Bártok (una de sus obsesiones, ya vimos
que le dedicó una novela aparece en otro poema. Está en su penoso exilio
estadounidense. “La leucemia se llevó la vitalidad misma”. “En la partitura cansancio,
nada más”. “Pero el camino tiene que pasar por lo difícil”, señala. “El estilo
tardío recuerda todo lo duro”.
Sí, “Tengo que captar lo único
necesario. / De prisa”, se dice la pintora Helene Schjerfbeck ante su “último
autorretrato / en captut mortuum”.
En otro, Anna Ajmatova sigue esperando (“En
los terribles años de Yezhov hice fila durante diecisiete meses delante de las
cárceles de Leningrado”, relató la poeta rusa): “¿Puede describir esto? / Sí
puedo”. Y compuso Réquiem, uno de los grandes poemas del siglo XX.
“Viajar en un texto cada vez más denso”
es otro poema capital donde la protagonista es la alemana Nelly Sachs ya en
Estocolmo, donde fallece. “La creación es un exilio constante”, dice. Y: “Al
mismo tiempo el idioma tiene que condensarse / hasta que el susurrante carbón
que viaja por el aire / quede comprimido hasta convertirse en diamante”.
El siguiente es para el galeote Ezra
Pound que busca “en vano las palabras para el arrepentimiento”.
El que dedica a Beckett (“En realidad él
enseñó a hablar al silencio”) es otra joya. “¿Qué significa por cierto la
palabra «esperar» / cuando el tiempo está a punto de acabarse”. Concluye: “Y
él recupera su silencio. / Su retórica es devastadora”.

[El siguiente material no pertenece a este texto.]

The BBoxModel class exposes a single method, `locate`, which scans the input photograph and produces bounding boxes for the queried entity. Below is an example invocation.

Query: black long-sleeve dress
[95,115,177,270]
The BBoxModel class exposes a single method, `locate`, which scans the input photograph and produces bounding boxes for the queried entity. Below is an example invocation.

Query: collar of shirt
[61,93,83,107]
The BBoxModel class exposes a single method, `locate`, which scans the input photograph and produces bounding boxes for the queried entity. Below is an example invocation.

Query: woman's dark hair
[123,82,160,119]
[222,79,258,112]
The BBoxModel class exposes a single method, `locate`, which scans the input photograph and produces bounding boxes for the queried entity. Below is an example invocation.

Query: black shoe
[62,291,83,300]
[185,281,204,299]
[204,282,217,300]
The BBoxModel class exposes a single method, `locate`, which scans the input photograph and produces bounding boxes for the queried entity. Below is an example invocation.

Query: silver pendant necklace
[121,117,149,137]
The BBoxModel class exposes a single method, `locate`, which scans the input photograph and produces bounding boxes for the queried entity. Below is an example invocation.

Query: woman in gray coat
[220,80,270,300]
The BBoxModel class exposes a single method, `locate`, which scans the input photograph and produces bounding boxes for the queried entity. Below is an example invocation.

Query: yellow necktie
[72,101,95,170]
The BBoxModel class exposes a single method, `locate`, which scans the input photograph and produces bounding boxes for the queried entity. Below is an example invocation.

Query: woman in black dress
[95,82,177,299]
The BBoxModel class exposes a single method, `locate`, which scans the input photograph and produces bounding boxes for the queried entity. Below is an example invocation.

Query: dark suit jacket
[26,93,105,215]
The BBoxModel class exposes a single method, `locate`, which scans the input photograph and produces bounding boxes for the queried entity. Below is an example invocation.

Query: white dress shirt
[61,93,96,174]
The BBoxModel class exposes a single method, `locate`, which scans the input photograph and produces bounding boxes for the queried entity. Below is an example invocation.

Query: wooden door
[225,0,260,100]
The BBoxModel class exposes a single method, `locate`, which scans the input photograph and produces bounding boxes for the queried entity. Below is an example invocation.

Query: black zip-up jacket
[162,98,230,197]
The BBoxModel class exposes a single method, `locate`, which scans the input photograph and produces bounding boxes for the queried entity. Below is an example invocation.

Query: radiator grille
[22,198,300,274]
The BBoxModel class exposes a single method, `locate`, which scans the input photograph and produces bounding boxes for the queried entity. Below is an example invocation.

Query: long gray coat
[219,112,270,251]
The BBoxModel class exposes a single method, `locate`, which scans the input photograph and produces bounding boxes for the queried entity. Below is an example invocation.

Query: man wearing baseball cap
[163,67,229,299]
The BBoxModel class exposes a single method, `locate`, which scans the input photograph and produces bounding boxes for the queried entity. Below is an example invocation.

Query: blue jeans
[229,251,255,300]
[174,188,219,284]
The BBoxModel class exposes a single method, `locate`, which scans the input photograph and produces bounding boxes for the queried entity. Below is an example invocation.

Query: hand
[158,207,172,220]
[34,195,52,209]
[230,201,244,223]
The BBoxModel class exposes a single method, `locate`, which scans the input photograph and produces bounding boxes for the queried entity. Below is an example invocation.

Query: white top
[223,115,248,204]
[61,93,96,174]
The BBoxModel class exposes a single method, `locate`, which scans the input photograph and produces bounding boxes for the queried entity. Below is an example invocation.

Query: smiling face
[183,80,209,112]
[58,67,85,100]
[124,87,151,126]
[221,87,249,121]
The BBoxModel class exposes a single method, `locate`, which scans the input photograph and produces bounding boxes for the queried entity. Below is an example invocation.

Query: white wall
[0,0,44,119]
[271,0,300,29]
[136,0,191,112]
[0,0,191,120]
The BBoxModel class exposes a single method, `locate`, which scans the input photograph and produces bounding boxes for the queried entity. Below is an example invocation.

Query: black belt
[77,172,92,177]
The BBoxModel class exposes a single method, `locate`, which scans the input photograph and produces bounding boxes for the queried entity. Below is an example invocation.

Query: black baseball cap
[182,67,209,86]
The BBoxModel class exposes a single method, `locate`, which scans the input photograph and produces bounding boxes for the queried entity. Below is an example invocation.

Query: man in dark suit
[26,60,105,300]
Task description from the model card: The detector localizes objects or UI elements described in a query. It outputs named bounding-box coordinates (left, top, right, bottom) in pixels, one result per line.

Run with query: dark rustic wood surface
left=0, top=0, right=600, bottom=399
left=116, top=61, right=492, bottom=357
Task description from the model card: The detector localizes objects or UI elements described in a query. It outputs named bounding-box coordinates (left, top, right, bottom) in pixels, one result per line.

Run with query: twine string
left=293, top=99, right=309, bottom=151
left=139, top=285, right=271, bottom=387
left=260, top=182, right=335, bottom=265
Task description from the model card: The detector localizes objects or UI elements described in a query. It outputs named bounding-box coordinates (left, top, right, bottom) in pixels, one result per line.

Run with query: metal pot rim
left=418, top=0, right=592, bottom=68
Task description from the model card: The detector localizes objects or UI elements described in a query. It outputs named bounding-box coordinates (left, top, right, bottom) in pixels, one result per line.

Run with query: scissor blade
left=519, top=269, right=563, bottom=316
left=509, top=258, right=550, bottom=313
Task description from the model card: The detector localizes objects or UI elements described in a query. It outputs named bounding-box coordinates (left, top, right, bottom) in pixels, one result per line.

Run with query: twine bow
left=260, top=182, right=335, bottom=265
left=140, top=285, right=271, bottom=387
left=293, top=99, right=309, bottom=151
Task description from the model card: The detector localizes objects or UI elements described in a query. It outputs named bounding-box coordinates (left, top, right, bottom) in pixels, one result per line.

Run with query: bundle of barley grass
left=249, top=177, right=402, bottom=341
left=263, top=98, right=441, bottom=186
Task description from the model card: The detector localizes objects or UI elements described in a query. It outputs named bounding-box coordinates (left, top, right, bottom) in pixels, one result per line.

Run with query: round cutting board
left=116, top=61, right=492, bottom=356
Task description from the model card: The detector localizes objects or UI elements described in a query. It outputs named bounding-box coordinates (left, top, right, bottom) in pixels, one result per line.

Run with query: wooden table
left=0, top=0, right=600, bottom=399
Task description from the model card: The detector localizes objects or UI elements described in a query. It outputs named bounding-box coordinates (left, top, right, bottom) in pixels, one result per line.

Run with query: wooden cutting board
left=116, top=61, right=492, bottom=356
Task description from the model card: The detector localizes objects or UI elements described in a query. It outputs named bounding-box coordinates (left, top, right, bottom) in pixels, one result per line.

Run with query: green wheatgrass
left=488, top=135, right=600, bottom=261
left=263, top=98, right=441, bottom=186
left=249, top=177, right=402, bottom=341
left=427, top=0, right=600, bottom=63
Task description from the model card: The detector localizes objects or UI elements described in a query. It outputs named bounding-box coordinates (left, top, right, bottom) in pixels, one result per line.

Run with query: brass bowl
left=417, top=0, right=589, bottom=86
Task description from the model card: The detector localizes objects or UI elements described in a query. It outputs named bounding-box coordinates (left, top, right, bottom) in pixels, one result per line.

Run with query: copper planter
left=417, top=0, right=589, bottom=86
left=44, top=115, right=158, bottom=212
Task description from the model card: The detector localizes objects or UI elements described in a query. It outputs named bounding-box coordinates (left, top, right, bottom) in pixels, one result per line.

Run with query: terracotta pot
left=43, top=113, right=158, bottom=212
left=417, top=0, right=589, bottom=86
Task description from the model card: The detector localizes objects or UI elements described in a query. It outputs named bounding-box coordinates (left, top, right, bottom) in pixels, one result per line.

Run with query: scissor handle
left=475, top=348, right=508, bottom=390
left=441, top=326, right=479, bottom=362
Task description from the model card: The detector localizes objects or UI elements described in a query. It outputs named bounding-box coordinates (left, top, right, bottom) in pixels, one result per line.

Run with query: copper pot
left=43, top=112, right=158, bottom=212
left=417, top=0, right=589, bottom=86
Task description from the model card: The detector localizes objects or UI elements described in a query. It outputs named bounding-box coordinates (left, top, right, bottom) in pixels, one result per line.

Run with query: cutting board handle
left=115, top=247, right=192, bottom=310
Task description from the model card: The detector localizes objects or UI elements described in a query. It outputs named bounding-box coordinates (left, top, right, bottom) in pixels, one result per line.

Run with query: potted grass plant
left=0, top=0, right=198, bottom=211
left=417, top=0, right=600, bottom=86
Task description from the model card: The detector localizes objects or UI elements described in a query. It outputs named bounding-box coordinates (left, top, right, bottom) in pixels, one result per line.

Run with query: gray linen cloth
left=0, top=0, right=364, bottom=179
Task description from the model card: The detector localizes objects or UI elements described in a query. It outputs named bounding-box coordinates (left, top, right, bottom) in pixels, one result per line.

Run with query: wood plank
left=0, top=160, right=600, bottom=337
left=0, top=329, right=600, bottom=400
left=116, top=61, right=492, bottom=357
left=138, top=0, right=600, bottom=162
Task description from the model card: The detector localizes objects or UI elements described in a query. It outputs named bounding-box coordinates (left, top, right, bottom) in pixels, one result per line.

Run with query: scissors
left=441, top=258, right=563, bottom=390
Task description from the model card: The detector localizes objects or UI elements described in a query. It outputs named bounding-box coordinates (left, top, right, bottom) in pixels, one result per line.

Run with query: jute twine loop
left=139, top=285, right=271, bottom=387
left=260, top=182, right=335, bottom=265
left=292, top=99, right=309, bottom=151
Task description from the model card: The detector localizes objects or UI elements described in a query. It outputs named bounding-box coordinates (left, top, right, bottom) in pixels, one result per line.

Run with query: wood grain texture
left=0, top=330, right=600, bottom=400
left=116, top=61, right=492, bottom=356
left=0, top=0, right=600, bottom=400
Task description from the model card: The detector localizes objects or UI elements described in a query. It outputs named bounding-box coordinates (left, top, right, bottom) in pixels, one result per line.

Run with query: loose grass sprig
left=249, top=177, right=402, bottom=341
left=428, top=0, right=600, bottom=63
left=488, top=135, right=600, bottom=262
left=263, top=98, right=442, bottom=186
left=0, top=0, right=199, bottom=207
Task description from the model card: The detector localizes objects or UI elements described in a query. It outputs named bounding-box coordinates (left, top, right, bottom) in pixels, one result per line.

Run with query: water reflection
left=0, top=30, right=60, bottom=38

“El idioma tardío se llama: tacha”,
leemos en “También estas palabras pueden tacharse”, donde el autor vuelve sobre
esta acerada poética del idioma tardío.
La figura de “La libertad del ocaso”,
poema que cierra el libro y le da título, es Gunnar Ekelöf (al que, por
cierto, Uriz tradujo para la colección Voces sin tiempo de
la Fundación Ortega Muñoz). “El hogar definitivo es el desarraigo”. “El
escritor tardío es un isla / sin siquiera una barca subida a tierra”. Sus
últimas estrofas son: “La vida social se ha convertido en algo secundario―/ un
escritor no tiene biografía. / ¿De qué le sirve a un nonagenario / por ejemplo
un nombre como Kundera. // Una última constatación es la indiferencia / ante el
juicio de otros, una euforia que ha comprendido / que la vida venidera puede
preceder a la muerte”.
Nota: Esta reseña se ha publicado en El Cuaderno.